Deoul follows this rather shocking introduction with a chronological overview of all the promising cancer treatments developed over the last century, but not put into production by the pharmaceutical industry. These medicines were apparently so threatening – because they were cheap – that pharmaceutical companies bought up the patents and then did nothing with them. The inventors of the medicines were often paid large sums of money to keep their mouths shut. Deoul cites the example of the tumour specialist and Nobel Prize Winner Dr. Otto Warburg who cleared the way in 1931 for medicines such as caesium and laetrile, both of which function in the anaerobic realm of the cancer cell. They appeared to have a dramatic effect, even in something simple, like raising the level of acidity in tumour cells.

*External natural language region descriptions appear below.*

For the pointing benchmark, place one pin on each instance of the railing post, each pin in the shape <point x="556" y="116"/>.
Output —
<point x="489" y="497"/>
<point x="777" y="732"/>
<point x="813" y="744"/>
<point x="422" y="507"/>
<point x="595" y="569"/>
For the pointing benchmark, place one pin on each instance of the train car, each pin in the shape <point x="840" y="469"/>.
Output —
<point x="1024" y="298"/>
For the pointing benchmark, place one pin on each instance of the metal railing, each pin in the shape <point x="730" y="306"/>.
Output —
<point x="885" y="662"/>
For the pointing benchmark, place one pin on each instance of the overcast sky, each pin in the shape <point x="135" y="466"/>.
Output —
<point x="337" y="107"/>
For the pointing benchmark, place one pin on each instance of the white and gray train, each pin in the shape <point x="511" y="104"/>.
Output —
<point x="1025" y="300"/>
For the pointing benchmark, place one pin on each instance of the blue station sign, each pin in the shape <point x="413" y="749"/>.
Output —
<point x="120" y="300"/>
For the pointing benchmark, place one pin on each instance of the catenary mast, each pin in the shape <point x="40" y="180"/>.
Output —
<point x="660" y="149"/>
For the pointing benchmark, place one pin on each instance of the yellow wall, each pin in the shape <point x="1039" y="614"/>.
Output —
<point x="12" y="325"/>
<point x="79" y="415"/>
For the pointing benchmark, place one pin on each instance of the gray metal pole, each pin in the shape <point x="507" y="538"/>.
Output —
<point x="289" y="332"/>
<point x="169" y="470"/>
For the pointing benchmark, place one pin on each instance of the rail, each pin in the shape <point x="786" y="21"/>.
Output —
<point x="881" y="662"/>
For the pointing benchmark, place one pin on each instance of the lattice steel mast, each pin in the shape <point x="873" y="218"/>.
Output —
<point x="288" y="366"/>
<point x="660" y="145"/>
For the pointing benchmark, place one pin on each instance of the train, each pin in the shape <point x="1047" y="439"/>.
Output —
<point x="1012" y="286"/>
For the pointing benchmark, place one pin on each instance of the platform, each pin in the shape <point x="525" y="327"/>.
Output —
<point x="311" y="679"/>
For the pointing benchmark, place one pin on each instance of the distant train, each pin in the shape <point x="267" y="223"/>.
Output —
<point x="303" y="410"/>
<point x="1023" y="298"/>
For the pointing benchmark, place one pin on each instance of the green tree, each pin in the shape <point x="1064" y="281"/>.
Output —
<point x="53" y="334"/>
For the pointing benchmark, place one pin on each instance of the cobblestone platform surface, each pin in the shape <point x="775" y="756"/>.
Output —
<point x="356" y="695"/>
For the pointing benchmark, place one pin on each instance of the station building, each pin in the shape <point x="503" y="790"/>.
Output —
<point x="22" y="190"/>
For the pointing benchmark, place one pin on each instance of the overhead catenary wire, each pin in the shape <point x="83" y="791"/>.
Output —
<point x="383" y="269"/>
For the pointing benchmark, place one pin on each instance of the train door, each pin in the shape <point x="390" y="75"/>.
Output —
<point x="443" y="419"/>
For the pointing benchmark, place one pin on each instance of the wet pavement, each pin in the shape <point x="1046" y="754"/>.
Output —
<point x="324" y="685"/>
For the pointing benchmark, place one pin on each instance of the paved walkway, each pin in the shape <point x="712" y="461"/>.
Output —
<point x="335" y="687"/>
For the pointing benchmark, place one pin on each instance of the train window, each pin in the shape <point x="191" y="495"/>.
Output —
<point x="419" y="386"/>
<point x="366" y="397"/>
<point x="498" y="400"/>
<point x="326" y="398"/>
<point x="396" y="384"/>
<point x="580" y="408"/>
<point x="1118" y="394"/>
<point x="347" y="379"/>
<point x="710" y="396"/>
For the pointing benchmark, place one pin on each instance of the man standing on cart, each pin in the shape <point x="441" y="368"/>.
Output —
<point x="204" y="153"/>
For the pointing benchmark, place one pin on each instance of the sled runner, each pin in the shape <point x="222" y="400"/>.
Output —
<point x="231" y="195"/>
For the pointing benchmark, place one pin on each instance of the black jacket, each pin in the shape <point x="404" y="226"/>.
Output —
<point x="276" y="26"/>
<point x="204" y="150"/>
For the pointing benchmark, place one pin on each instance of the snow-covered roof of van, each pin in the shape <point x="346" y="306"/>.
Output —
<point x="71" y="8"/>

Nor did the American medical authorities give a fair chance to Keith Brewer’s discovery of the beneficial effects of caesium and Stanislaw Burzynski’s antineoplasts*.
Deoul details it all with painful subtlety. It is not as simple as rejecting ‘the umpteenth conspiracy theory’. The book contains too many well-established sources including reports, studies, scientific publications and declarations made under oath. That not only makes the book interesting, but also extremely disturbing.